Auxiliary Bishop Yury Kasabutski of Minsk said in social media post Nov. 3 that he believed Lukashenko’s words about Minsk Archbishop Tadeusz Kondrusiewicz represented “a completely unfounded lie.”

The government has barred Archbishop Kondrusiewicz from reentering Belarus from neighboring Poland since Aug. 31.

The bishop said on Facebook that the church prays for the government as it carries out repression of people protesting the Lukashenko regime and has issued repeated calls for unity, solidarity and mutual support that the nation come together in a time of unrest.

“All of this is viewed as something bad in our country today,” he said. “So it’s necessary to spit and heap mud on the Catholic Church, intimidating it and announcing the next step in its persecution.”

“The Catholic Church opposes violence, bullying and torture. It prays especially for political prisoners, and opposes repression and persecution, human rights abuses, humiliation, and dismissals and expulsions for dissenting views,” Bishop Kasabutski’s post said.

“This is a political game and nothing more. The service of foreign priests in Belarus, which they perform well out of love for our country and its people, has always been a source of blackmail and pressure on the church.”

With four dioceses and around 500 parishes, the Catholic Church makes up 6% of the 9.4 million inhabitants of Belarus and has relied heavily on visiting priests for decades dating to Soviet-era communist rule.

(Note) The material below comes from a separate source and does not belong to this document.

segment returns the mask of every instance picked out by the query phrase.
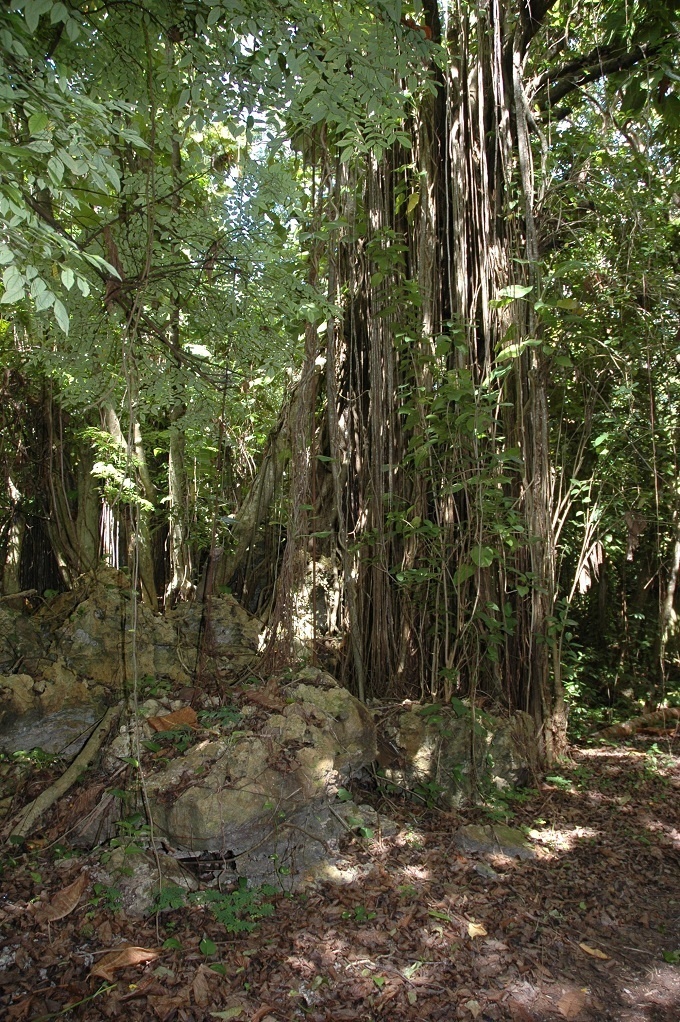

Speaking after a discussion Oct. 19 with Cardinal Pietro Parolin, Vatican secretary of state, Archbishop Kondrusiewicz told the news agency of the Italian bishops’ conference, SIR, that efforts to secure his return to the country continued.

However, in talks Nov. 2 with Belarus’ Orthodox Metropolitan Veniamin, Lukashenko said it was “inadmissible” that Archbishop Kondrusiewicz had “gone to Poland and received instruction on how to destroy the country.” He also said he would insist that the Catholic Church “train its clergy more intensively” rather than relying on foreign priests.

Mass protests and strikes have continued across Belarus since disputed Aug. 9 elections, in which Lukashenko, in power since 1994, was declared the winner with more than 80% of votes.